Department of Infectious Disease, Huashan Hospital, Fudan University, Shanghai 200040, China.
J Thorac Dis. 2018 May;10(5):2608-2617. doi: 10.21037/jtd.2018.04.86.
() ventilator-associated pneumonia (VAP) in intensive care unit (ICU) is associated with high morbidity and mortality in patients with critical illness. However, the literatures that focused on the short-term prognosis and the risk factors for mortality are limited. The aim of this study was to evaluate the risk factors for mortality in ICU patients with VAP.

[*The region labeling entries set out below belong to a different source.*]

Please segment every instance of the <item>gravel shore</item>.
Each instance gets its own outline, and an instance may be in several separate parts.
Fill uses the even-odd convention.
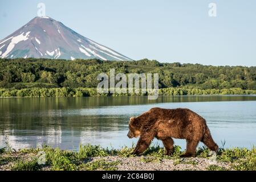
[[[229,163],[214,162],[208,159],[199,158],[158,160],[154,157],[125,158],[110,156],[94,158],[91,162],[102,159],[110,162],[119,162],[120,164],[116,166],[118,171],[207,171],[210,169],[209,167],[211,166],[222,170],[231,169],[230,164]]]

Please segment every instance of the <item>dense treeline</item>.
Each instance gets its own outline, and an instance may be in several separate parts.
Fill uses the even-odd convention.
[[[198,96],[198,95],[233,95],[256,94],[256,90],[242,90],[241,88],[224,89],[200,89],[186,88],[168,88],[160,89],[159,96]],[[147,96],[148,93],[136,94],[99,94],[96,88],[31,88],[22,89],[0,89],[0,97],[95,97],[95,96]]]
[[[99,60],[66,61],[36,59],[0,59],[0,88],[96,88],[98,74],[159,74],[159,88],[188,86],[198,89],[256,90],[256,67],[215,67],[201,64],[160,63],[144,59],[134,61]]]

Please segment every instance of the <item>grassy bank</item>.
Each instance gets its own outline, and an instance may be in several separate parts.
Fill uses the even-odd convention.
[[[90,144],[78,151],[48,146],[17,151],[4,148],[0,149],[0,170],[256,170],[255,147],[222,148],[212,156],[208,148],[198,148],[194,158],[180,158],[184,151],[178,146],[172,156],[160,146],[151,147],[141,156],[132,155],[132,150]]]
[[[200,96],[200,95],[234,95],[256,94],[256,90],[243,90],[234,88],[223,89],[201,89],[189,87],[169,88],[160,89],[159,96]],[[96,88],[78,88],[71,89],[61,88],[28,88],[21,89],[1,89],[0,97],[96,97],[96,96],[147,96],[148,93],[114,93],[100,94]]]

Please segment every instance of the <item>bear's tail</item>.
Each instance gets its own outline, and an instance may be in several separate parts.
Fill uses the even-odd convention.
[[[213,140],[208,126],[207,126],[206,125],[205,125],[205,131],[202,136],[202,142],[210,148],[210,150],[217,152],[218,152],[219,147]]]

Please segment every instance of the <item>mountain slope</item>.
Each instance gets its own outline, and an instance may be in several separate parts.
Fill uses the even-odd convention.
[[[0,58],[17,57],[131,60],[48,16],[35,17],[0,41]]]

A retrospective cohort study was conducted in the medical/surgical ICU at Zhongshan Hospital in Shanghai, China. Adult patients meeting the criteria of VAP from January 2012 to October 2015 were enrolled. Apart from collecting clinical and microbiologic data, we performed biofilm-formation and cytotoxicity testing using strains which are isolated from patients. Multivariate logistic regression analysis was used to determine the independent risk factors for 30-day mortality in ICU.
Seventy-eight patients were included in this study. The 30-day mortality rate in ICU for the patients was 37.2%. Multivariate analysis revealed that short-term mortality was significantly associated with prior surgery [OR, 0.277; 95% confidence interval (CI), 0.089-0.866; P=0.027], higher APACHEII score (OR, 1.140; 95% CI, 1.007-1.291; P=0.038) and an increased bacterial cytotoxicity (OR, 1.029 ; 95% CI, 1.001-1.058; P=0.047).

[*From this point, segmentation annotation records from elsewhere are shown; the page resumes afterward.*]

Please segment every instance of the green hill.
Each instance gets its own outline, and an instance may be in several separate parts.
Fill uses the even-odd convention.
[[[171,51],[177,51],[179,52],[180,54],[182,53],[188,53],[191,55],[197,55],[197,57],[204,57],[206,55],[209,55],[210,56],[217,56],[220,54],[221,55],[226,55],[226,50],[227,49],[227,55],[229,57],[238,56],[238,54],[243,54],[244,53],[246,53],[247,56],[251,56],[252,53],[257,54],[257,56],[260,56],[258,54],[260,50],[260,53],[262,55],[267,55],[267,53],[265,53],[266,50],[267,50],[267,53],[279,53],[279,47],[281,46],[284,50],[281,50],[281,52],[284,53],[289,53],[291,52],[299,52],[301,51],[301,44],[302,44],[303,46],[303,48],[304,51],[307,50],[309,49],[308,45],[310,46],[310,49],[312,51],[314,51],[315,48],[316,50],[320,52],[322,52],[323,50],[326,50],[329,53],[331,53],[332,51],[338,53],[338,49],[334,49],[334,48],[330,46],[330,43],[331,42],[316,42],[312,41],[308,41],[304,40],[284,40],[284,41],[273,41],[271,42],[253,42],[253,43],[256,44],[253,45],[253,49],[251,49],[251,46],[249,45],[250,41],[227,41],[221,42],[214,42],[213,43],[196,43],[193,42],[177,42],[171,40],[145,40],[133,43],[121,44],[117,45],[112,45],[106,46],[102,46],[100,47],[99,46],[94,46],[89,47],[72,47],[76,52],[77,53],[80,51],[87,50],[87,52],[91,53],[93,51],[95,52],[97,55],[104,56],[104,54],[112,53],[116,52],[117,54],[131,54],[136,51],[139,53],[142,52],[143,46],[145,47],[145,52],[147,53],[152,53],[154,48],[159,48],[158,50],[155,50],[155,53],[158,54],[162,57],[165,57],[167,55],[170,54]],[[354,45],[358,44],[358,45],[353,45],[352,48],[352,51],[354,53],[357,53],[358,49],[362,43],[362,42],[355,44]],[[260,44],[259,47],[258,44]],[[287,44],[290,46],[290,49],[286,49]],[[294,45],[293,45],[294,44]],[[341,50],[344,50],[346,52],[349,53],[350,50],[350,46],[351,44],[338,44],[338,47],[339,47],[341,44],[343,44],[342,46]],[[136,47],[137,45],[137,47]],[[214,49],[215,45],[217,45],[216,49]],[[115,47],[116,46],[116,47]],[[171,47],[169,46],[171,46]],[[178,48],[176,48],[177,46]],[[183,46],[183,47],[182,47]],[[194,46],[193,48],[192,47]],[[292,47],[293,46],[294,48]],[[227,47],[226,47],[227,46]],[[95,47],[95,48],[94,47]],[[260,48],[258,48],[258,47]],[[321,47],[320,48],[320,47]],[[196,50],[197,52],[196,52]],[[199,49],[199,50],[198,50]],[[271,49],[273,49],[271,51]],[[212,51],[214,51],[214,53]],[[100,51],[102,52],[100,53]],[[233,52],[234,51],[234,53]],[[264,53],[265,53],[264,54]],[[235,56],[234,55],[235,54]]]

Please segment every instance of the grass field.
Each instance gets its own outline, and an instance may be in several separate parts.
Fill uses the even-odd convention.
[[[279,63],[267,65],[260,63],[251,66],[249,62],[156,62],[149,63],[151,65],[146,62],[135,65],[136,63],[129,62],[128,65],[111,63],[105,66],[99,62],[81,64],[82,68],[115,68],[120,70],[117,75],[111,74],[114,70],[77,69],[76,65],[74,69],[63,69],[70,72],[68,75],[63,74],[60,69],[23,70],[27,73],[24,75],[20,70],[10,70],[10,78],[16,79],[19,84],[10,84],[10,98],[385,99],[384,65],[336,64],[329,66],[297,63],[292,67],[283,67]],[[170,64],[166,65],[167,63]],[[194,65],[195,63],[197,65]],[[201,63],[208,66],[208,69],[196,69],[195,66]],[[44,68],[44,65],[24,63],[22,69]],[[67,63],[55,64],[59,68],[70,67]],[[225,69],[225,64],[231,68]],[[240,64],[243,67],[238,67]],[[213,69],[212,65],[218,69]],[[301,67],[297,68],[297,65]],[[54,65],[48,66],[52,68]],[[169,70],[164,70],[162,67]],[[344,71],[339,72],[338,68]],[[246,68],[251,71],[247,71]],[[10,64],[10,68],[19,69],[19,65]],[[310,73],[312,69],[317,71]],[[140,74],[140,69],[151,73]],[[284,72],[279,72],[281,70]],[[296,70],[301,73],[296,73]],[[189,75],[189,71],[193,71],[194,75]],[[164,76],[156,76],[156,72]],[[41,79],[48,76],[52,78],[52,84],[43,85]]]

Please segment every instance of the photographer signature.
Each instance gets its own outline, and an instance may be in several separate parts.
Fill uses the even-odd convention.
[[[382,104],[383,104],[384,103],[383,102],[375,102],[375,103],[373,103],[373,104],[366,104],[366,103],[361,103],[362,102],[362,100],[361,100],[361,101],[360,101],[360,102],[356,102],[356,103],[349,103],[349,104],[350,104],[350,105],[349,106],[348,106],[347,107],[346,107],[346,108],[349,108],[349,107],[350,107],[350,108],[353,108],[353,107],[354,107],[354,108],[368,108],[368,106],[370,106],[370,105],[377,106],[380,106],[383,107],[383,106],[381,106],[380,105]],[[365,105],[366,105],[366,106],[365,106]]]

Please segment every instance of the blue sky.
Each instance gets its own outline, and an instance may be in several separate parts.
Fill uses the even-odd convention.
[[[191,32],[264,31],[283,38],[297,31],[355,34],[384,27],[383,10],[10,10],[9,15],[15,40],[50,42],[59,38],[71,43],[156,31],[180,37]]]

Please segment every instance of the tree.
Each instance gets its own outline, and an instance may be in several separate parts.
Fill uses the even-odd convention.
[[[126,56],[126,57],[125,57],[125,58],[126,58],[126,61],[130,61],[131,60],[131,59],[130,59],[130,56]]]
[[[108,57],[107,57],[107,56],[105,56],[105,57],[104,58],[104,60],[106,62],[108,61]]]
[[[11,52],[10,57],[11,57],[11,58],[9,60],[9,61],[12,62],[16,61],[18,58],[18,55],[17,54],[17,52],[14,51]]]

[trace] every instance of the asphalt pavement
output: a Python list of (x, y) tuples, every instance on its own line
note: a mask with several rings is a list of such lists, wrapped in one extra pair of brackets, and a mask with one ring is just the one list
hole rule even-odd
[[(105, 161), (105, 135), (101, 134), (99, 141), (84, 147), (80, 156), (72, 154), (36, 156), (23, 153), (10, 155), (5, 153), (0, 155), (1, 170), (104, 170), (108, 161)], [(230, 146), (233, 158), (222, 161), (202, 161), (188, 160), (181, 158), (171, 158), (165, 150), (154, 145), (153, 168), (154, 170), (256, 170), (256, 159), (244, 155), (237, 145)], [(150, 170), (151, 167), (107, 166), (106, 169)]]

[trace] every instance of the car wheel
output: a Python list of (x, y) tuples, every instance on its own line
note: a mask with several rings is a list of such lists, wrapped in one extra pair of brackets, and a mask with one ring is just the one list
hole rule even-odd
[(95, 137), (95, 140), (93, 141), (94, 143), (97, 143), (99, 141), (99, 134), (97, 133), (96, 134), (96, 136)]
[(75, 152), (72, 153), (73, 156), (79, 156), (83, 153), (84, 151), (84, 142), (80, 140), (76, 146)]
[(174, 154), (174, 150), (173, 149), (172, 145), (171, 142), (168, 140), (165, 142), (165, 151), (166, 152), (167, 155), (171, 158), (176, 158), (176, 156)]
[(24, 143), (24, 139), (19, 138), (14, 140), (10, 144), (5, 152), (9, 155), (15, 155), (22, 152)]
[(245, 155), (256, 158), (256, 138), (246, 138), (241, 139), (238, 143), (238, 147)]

The main finding of our study was that increased bacterial cytotoxicity might be a risk factor for short-term mortality in ICU patients with VAP.
重症监护病房(ICU)中的呼吸机相关性肺炎(VAP)与危重病患者的高发病率和死亡率相关。然而,关注短期预后和死亡风险因素的文献有限。本研究的目的是评估ICU中VAP患者的死亡风险因素。

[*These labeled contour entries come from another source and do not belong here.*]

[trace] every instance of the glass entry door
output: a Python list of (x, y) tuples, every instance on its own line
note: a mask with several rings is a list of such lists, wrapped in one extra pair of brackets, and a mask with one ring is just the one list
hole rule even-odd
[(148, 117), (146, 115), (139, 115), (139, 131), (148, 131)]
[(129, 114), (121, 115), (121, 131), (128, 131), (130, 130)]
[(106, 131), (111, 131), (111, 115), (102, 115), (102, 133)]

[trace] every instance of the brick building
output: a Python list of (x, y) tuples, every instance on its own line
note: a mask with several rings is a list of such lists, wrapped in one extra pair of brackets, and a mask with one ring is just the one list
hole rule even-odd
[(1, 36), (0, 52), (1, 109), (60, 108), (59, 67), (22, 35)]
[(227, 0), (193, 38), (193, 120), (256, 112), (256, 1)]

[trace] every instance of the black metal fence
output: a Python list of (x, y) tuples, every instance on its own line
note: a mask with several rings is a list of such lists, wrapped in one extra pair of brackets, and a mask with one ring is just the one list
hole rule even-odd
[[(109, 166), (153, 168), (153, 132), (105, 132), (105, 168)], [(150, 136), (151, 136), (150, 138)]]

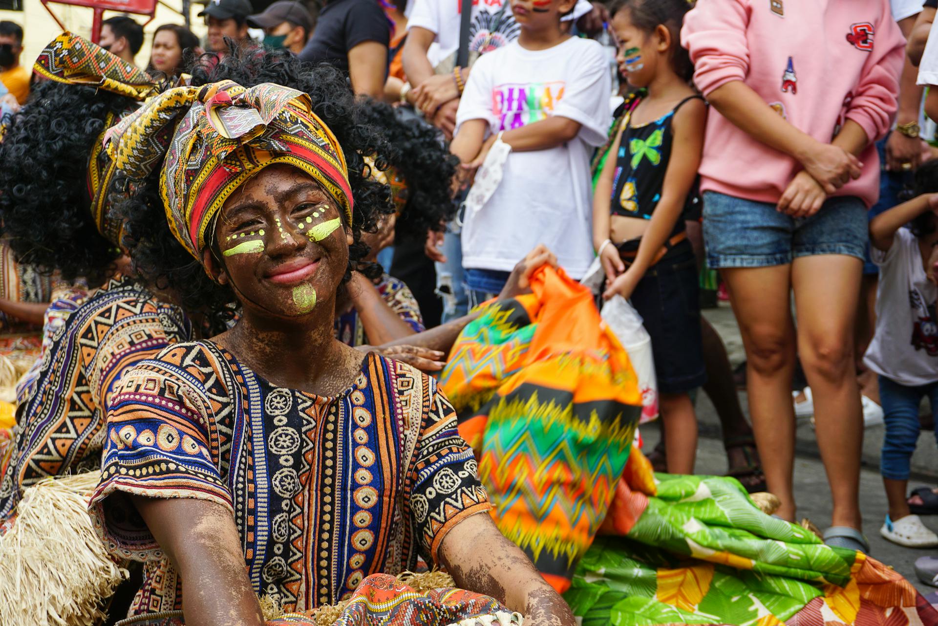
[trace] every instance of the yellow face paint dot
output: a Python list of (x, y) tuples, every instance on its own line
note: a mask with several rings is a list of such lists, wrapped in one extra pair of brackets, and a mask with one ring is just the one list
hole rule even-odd
[(312, 311), (316, 306), (316, 290), (311, 284), (299, 284), (294, 287), (294, 304), (301, 313)]

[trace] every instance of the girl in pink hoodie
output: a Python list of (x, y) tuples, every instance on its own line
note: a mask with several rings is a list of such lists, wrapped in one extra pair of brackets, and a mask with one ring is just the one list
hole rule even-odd
[(873, 142), (896, 110), (904, 40), (887, 0), (700, 0), (681, 41), (714, 109), (700, 167), (704, 236), (743, 335), (768, 488), (794, 520), (797, 345), (833, 495), (825, 542), (866, 550), (853, 325), (879, 190)]

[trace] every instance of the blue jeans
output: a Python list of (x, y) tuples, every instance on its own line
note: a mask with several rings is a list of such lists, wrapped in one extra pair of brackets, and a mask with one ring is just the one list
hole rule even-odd
[[(876, 151), (879, 152), (880, 156), (880, 197), (867, 212), (867, 219), (870, 221), (883, 211), (889, 210), (900, 204), (901, 202), (899, 199), (900, 191), (907, 185), (911, 186), (915, 178), (915, 174), (912, 172), (890, 172), (885, 169), (885, 141), (888, 138), (889, 135), (886, 135), (876, 142)], [(863, 274), (864, 276), (879, 276), (879, 267), (870, 256), (869, 243), (863, 259)]]
[(465, 315), (469, 311), (462, 278), (462, 241), (460, 227), (450, 222), (443, 238), (446, 263), (436, 265), (436, 295), (443, 298), (443, 324)]
[(869, 236), (867, 206), (859, 198), (827, 198), (809, 218), (793, 218), (775, 204), (704, 192), (707, 267), (766, 267), (799, 256), (848, 254), (863, 258)]
[[(912, 453), (915, 451), (918, 433), (918, 405), (928, 396), (931, 415), (938, 429), (938, 382), (920, 387), (905, 387), (879, 377), (880, 400), (883, 402), (885, 436), (883, 438), (883, 454), (880, 473), (892, 481), (908, 481)], [(935, 433), (938, 440), (938, 430)]]
[(468, 267), (464, 270), (466, 296), (469, 298), (469, 310), (472, 311), (482, 302), (491, 300), (501, 293), (505, 283), (508, 282), (511, 272), (497, 269), (477, 269)]

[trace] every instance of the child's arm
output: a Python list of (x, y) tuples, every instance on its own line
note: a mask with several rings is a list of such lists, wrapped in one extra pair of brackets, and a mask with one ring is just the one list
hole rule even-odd
[(625, 128), (625, 124), (619, 125), (615, 141), (609, 146), (609, 152), (606, 153), (606, 162), (602, 164), (602, 171), (596, 181), (596, 189), (593, 190), (593, 250), (599, 255), (602, 268), (606, 271), (609, 280), (614, 279), (626, 270), (626, 265), (619, 257), (615, 246), (610, 240), (612, 219), (609, 213), (613, 198), (613, 178), (615, 175), (616, 156), (619, 154), (622, 131)]
[(883, 211), (870, 222), (870, 243), (876, 250), (888, 252), (896, 231), (929, 210), (938, 210), (938, 193), (923, 193)]
[(460, 126), (459, 131), (449, 144), (449, 151), (460, 158), (461, 163), (468, 163), (476, 159), (482, 144), (489, 122), (484, 119), (469, 119)]
[(661, 198), (652, 213), (648, 230), (642, 236), (635, 261), (603, 294), (606, 298), (619, 294), (628, 298), (631, 296), (645, 271), (655, 262), (655, 255), (668, 240), (668, 236), (681, 218), (688, 193), (697, 177), (701, 153), (704, 150), (704, 125), (706, 121), (706, 106), (699, 99), (693, 99), (681, 107), (673, 121), (674, 133), (671, 159), (664, 175)]

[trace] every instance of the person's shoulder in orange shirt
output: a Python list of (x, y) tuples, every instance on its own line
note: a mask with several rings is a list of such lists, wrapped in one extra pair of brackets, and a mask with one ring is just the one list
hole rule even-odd
[(29, 98), (29, 72), (23, 66), (17, 66), (7, 71), (0, 71), (0, 81), (3, 82), (9, 93), (13, 94), (16, 101), (25, 104)]

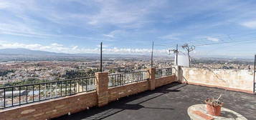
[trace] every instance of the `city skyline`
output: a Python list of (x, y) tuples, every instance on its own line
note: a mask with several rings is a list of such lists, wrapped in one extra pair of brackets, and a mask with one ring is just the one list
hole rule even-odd
[[(0, 1), (0, 49), (148, 54), (189, 43), (193, 56), (253, 57), (253, 1)], [(162, 46), (164, 45), (164, 46)]]

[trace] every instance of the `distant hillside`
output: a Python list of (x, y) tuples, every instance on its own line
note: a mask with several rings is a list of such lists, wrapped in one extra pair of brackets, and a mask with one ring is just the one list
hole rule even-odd
[(35, 51), (27, 49), (0, 49), (0, 54), (19, 54), (33, 56), (68, 56), (68, 54), (60, 54), (44, 51)]

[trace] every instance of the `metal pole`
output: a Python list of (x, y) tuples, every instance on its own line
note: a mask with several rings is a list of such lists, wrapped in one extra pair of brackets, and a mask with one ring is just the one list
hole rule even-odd
[(152, 52), (151, 52), (151, 68), (153, 67), (153, 41), (152, 43)]
[(178, 44), (176, 46), (176, 65), (178, 66)]
[(256, 54), (255, 55), (255, 68), (253, 71), (253, 92), (255, 92), (255, 66), (256, 66)]
[(100, 72), (103, 72), (103, 42), (100, 43)]

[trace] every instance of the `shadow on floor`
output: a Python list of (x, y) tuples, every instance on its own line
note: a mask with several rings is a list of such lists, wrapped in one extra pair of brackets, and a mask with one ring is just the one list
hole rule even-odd
[(158, 108), (158, 107), (145, 107), (141, 104), (148, 101), (151, 99), (157, 98), (163, 94), (170, 92), (179, 92), (178, 89), (186, 86), (186, 84), (181, 84), (179, 83), (173, 83), (160, 88), (157, 88), (153, 91), (147, 91), (136, 95), (129, 96), (128, 97), (123, 97), (118, 101), (115, 101), (103, 107), (93, 107), (90, 110), (85, 110), (78, 113), (71, 114), (70, 116), (65, 115), (54, 119), (56, 120), (80, 120), (80, 119), (102, 119), (119, 113), (122, 111), (138, 110), (142, 108), (153, 109), (169, 109), (173, 110), (172, 108)]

在中国上海中山医院的内科/外科ICU进行了一项回顾性队列研究。纳入了2012年1月至2015年10月符合VAP标准的成年患者。除了收集临床和微生物学数据外,我们还使用从患者中分离出的菌株进行了生物膜形成和细胞毒性测试。采用多因素逻辑回归分析确定ICU中30天死亡率的独立风险因素。
本研究纳入了78例患者。这些患者在ICU的30天死亡率为37.2%。多因素分析显示,短期死亡率与既往手术显著相关[比值比(OR),0.277;95%置信区间(CI),0.089 - 0.866;P = 0.027]、较高的急性生理与慢性健康状况评分系统II(APACHEII)评分(OR,1.140;95% CI,1.007 - 1.291;P = 0.038)以及细菌细胞毒性增加(OR,1.029;95% CI,1.001 - 1.058;P = 0.047)。
我们研究的主要发现是,细菌细胞毒性增加可能是ICU中VAP患者短期死亡的一个风险因素。